Sortable is defined by any object that supports the less-than operator via a special dunder method aka magic method. We'll see how to implement this magic method on a custom class in the next step.

### Check for Understanding
1. What are the three types of Callables in Python?
2. What does the `reverse` parameter do in both Sort and Sorted?
3. What makes an object Sortable?

## 3. Sorting Un-sortable Class Objects
For this example we will sort a list of random Monsters. Each Monster has these fields: Level and Name, both fields are randomly generated. For this example we'll use a Lambda Callable for our `key` parameter, but it works the same way as if it was a function. The Callable may take a Sortable or Un-sortable object as input and returns a Sortable object as output. The sort procedure then uses this new Sortable object to do the sorting and produce the final order.
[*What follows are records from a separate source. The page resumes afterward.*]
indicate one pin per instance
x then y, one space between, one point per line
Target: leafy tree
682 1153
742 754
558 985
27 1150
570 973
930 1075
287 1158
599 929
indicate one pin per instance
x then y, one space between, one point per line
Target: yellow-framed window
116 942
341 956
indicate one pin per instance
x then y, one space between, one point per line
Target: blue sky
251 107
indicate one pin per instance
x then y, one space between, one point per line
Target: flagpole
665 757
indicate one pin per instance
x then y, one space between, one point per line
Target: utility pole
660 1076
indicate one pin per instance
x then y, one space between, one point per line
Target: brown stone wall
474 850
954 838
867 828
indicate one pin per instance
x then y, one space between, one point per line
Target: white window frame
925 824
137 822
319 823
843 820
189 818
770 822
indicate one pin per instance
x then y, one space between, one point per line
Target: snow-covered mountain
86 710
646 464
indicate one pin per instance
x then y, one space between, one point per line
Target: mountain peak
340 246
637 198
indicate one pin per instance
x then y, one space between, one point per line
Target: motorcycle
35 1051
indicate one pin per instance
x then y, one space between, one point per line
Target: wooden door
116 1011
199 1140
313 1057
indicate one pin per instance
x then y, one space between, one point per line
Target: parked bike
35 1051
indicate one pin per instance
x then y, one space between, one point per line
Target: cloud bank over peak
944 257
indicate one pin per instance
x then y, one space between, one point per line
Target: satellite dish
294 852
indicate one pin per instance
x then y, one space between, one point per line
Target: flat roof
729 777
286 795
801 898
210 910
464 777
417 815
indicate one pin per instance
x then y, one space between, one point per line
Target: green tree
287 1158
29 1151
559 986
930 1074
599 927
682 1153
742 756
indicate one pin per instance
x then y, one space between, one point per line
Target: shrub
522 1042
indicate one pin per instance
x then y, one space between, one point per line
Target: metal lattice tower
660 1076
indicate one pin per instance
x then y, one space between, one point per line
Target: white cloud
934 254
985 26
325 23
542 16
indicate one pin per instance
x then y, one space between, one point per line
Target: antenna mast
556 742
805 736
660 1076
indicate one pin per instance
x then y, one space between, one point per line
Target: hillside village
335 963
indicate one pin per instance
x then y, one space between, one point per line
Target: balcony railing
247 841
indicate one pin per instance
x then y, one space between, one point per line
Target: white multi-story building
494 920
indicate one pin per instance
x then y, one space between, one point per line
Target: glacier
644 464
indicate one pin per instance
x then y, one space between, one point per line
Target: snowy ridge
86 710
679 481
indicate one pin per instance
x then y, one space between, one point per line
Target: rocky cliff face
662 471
### See `code/monster_sort.py` for the code

### Check for Understanding
1. Is it possible to sort a list of un-sortable class objects without altering the class definition?
2. Is it possible to lexicographically sort a list on more than two fields?
3. True or False: If you have a list of un-sortable objects you must use the Sort method and not the Sorted function to sort those objects.

## 4. Sortable Custom Class
To make a custom class Sortable all we need to do is implement the "less-than" dunder method. This method should take one input (typically another object like the one being defined) and return a boolean that indicates if this one is less than the other one. This works with polymorphic hierarchies of classes not just exact matches.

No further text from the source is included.